National Coney Island
- Industry: Restaurants
- Genre: Coney Island
- Founded: 1965; 61 years ago; Roseville, Michigan, U.S.;
- Founder: James Giftos
- Headquarters: Roseville, Michigan, U.S.
- Area served: Metropolitan Detroit
- Website: nationalconeyisland.com

= National Coney Island =

American restaurant chain

National Coney Island is a chain of restaurants specializing in American classic foods, particularly known for its Coney Island-style hot dogs. Founded in Roseville, Michigan, the chain has 20 locations across metropolitan Detroit.

== History ==
Founded by Greek immigrant James Giftos in 1965, the first National Coney Island opened in Macomb Mall in Roseville, Michigan. The menu was simple and included Coney Island hot dogs, loose hamburgers, and chili, all advertised on hand-painted wooden menu boards, for 35 cents per coney dog.

It expanded in the late 1960s, with new outlets in St.
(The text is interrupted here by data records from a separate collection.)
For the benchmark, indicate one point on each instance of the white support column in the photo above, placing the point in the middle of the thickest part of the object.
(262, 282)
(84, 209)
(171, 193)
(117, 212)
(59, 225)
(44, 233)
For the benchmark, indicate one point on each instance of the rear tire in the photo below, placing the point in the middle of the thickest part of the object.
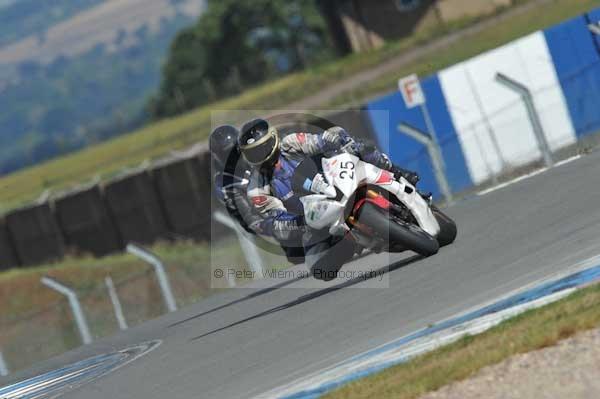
(448, 229)
(409, 236)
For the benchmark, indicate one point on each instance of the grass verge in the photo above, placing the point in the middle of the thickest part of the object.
(157, 139)
(28, 307)
(535, 329)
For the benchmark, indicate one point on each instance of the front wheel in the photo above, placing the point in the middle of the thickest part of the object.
(407, 235)
(448, 230)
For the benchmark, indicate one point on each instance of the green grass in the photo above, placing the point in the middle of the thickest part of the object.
(532, 330)
(473, 45)
(157, 139)
(28, 307)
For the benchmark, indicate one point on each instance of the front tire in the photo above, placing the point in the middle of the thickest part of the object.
(448, 229)
(397, 232)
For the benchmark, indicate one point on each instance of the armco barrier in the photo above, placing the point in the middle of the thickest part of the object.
(8, 255)
(134, 203)
(35, 234)
(183, 185)
(86, 222)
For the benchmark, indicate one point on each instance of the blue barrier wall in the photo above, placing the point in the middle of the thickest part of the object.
(411, 154)
(576, 56)
(482, 127)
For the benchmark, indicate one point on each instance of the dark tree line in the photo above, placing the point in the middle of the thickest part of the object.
(237, 44)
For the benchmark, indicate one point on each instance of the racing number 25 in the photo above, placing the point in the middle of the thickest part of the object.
(347, 170)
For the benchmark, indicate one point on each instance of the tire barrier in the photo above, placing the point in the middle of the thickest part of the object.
(137, 211)
(183, 184)
(8, 257)
(86, 223)
(35, 234)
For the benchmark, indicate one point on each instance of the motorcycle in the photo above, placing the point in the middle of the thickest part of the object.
(373, 208)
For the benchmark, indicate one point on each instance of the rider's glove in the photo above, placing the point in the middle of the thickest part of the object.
(320, 186)
(410, 176)
(336, 137)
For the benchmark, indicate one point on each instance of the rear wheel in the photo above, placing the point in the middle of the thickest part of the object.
(448, 230)
(407, 235)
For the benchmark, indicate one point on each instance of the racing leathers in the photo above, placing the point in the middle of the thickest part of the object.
(272, 192)
(231, 189)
Clair Shores (1969) and Detroit (1971). The 1980s and 1990s saw significant growth, with the restaurant chain reaching 11 locations. With increasing success, Giftos began to diversify the menu to appeal to families, updated the decor, and introduced unique elements like drive-thrus and the sale of beer and wine at some locations.

== Locations ==

National Coney Island locations are all located in Metropolitan Detroit. Under the direction of Tom Giftos, Jr., Giftos’s son, the chain is shifting toward "express"-style National Coney Islands, targeting expansions in airports, stadiums, and colleges.
The corporate business plans on expanding the company at least two units per year, and these locations range in size from 6,000 to 9,000 square feet. Several stores also contain a drive-thru. The corporate headquarters is located in Roseville, which is where the first National Coney Island was established.

The Gratiot Avenue location in Roseville features an interior wall mural that is a homage to Diego Rivera's Detroit Industry Murals at the Detroit Institute of Arts, depicting coney dogs on an assembly line instead of automobiles.